Düzen Prensibi Olarak Hukuk
İnsanların oluşturduğu toplum mutlaka bir düzene dayanmalıdır. Bu düzenin temelini de hukuk kuralları oluşturur. İnsan topluluğunun olduğu (ibi societas, ibi ius) her yerde hukuk vardır. Hukukun varlığı için, hukuk kurallarına aykırı bir davranış olanağının bulunması gerekir.
Teknik anlamda hukukun tek bir tanımı yoktur. Hukukun fazla sayıda tanımının ortaya atılmış olması nedeniye, meşhur Alman düşünür Immanuel Kant alaycı bir ifade ile "hukukçular, kendi hukuk kavramlarına hala tanım aramaktadırlar" demiştir. Bu ifade günümüzde de geçerlidir çünkü hukukun tam bir tanımını vermek günümüzde de mümkün değildir. Hukukun bir tanımının olamamasının sebepleri arasında onun çok yönlü bir kavram olması yatar.

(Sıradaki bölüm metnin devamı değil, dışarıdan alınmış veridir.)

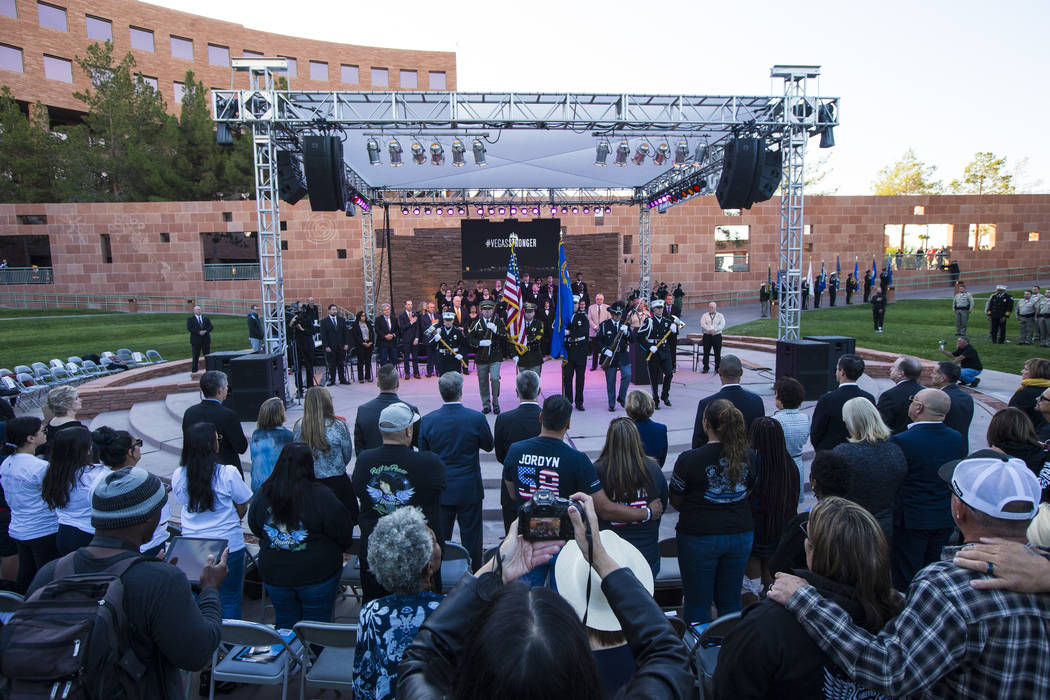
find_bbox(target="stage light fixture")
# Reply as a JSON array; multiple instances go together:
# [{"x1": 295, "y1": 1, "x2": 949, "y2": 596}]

Bir taraftan hukuk toplum içindeki diğer kurallarla (ahlak, görgü, din kuralları) sıkı bir ilişki içindedir ve onlardan tamamen soyutlanması imkansızdır.; diğer taraftan hukuk toplum içindeki işlevini görebilmek için, toplumun ihtiyaçlarını karşılayabilmek için onun koşullarına uymak zorundadır. Bu nedenle de toplumdaki değişikliklere paralel olarak değişmektedir. Böylece hukuk kuralları her yerde devamlı farklılık gösterir. Nitekim, büyük Fransız düşünür Pascal bu değişiklikleri belirterek "pirenlerin berisine doğru olan, ötesinde hata oluyor" demiştir.
Örnek: Bir endüstri devrimini veya endüstri devrimi ötesini yaşayan bir ülkenin ihtiyaçları ile bir tarım ülkesinin ihtiyaçları farklı olduğu gibi, sosyalist veya liberal ekonomiyi benimsemiş ülkelerin de hukuk düzenleri farklı olacaktır. Aynı esas, totaliter devlet yapısına sahip ülkeler veya ferdiyetçi düzeni benimsemiş ülkeler arasında da geçerlidir.